橘玲さんの『女と男 なぜわかりあえないのか』を読みました。

 

「男性中心主義」社会ではこのことは当たり前すぎて指摘されないが、男女のあいだに誤解を生む大きな要因になっている。男の子は無意識のうちに、女の子も自分と同じように気分が一定していると思っているのだ。

 

 月経周期の“大嵐”

 

 しかし現実には、思春期の女の子の性ホルモンは日々刻々と変化する。
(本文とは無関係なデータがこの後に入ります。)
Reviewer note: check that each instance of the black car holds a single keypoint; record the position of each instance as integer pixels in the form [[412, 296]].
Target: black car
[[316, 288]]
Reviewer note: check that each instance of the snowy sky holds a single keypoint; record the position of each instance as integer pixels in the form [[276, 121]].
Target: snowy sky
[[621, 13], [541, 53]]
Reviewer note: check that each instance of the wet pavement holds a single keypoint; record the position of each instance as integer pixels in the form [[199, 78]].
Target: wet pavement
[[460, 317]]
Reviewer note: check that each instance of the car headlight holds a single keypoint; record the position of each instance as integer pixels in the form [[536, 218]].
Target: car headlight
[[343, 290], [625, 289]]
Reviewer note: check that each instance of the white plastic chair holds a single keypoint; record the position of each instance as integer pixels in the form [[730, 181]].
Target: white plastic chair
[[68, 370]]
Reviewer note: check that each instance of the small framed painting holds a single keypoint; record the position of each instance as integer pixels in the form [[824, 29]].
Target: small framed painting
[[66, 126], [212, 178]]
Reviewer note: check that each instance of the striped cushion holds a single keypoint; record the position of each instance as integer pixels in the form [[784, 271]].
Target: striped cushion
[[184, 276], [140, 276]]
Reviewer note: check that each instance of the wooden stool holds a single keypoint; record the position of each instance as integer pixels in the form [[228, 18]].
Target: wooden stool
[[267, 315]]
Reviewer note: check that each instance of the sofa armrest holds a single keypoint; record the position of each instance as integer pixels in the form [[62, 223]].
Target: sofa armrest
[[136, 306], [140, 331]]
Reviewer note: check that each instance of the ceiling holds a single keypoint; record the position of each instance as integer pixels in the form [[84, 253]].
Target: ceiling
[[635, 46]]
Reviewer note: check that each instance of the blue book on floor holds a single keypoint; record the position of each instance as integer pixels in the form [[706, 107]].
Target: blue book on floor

それを示したのが図表⑧(略)で、男の子をはるかに上回るとてつもない大嵐のなかに放り込まれることがわかる。
 女性のホルモン・レベルはエストロゲンプロゲステロン(黄体ホルモン)の周期で表わされるが、副腎などから分泌されるテストステロンも影響を与える。
 月経が始まった日を1として、次の生理までの月経周期を4週間(28日)とすれば、1週目と2週目がエストロゲン期、排卵を挟んで3週目と4週目がプロゲステロン期だ。
 エストロゲンには脳を活性化させる効果があり、月経周期の最初の2週間、女の子は穏やかで人づき合いがよくなり、頭脳明晰で記憶力も向上する。 ブリゼンディーンは冗談半分に、「試験や口頭試問を受けるなら月経周期12日目がいい」と女子学生に勧めるという。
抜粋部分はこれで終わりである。